Running test script against the original kernel module (see below where
on):
# real [s] user [s] sys [s] success fails err per succ
1 222,068 0,515 0,506 83 96 115,66 %
2 223,152 0,603 0,493 86 99 115,12 %
*3* 223,502 0,563 0,411 91 68 74,73 %
*4* 209,626 0,431 0,189 100 15 15,00 %
*5* 209,689 0,46 0,193 100 19 19,00 %
*6* 220,35 0,413 0,315 100 35 35,00 %
Running the patched module:
# Real User Sys Successes Failures Error rate
1 223,061 0,459 0,258 88 25 28,41 %
2 222,431 0,561 0,367 75 57 76,00 %
3 225,675 0,436 0,178 92 19 20,65 %
4 222,746 0,444 0,194 98 23 23,47 %
5 222,668 0,416 0,205 97 20 20,62 %
*6* 204,126 0,34 0,138 100 0 0,00 %
*7* 210,495 0,393 0,199 100 16 16,00 %
*8* 212,563 0,447 0,139 100 19 19,00 %
All tests run on the same board, Allwinner H3 sold as BananaPi M2 Zero,
under kernel 6.2.0-rc5+. The devicetree overlay is setting the
input-debounce property of &pio to 5µs, or, because of the excessive
error rates of the original driver in this configuration, to 1µs (lines
marked with an asterisk).
The test simply tries to read temperature and humidity from the IIO/dht11
exposed input files every 2 seconds, immediately repeating after an error.

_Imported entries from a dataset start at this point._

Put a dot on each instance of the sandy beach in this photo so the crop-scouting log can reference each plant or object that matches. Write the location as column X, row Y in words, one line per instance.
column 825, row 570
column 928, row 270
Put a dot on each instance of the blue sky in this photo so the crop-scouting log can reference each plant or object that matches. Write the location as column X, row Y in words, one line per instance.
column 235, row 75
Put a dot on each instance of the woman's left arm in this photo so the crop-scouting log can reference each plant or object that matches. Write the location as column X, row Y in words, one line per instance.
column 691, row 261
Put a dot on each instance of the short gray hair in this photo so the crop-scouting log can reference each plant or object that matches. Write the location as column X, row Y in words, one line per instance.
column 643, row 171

Real/User/Sys is determined by good ol' time command, successes and
failures are counted by the test script.
Two aspects strike:
1) the patched version of the driver is working satisfactory even with
5µs input-debounce filter, where the original driver shows more failed
than successful reads in this configuration.
2) The error rate is consistently lower with the patched driver
(67,9% to 33,8% average)
I believe to see similar results, i.e. a noticable improvement on the error
rate, on my old trusted RaspberryPi 2B (without any devicetree fiddling, of
course), however without quantitative comparison and based on some Raspbian
patch level rather than based on kernel 6.2.0-rc5+.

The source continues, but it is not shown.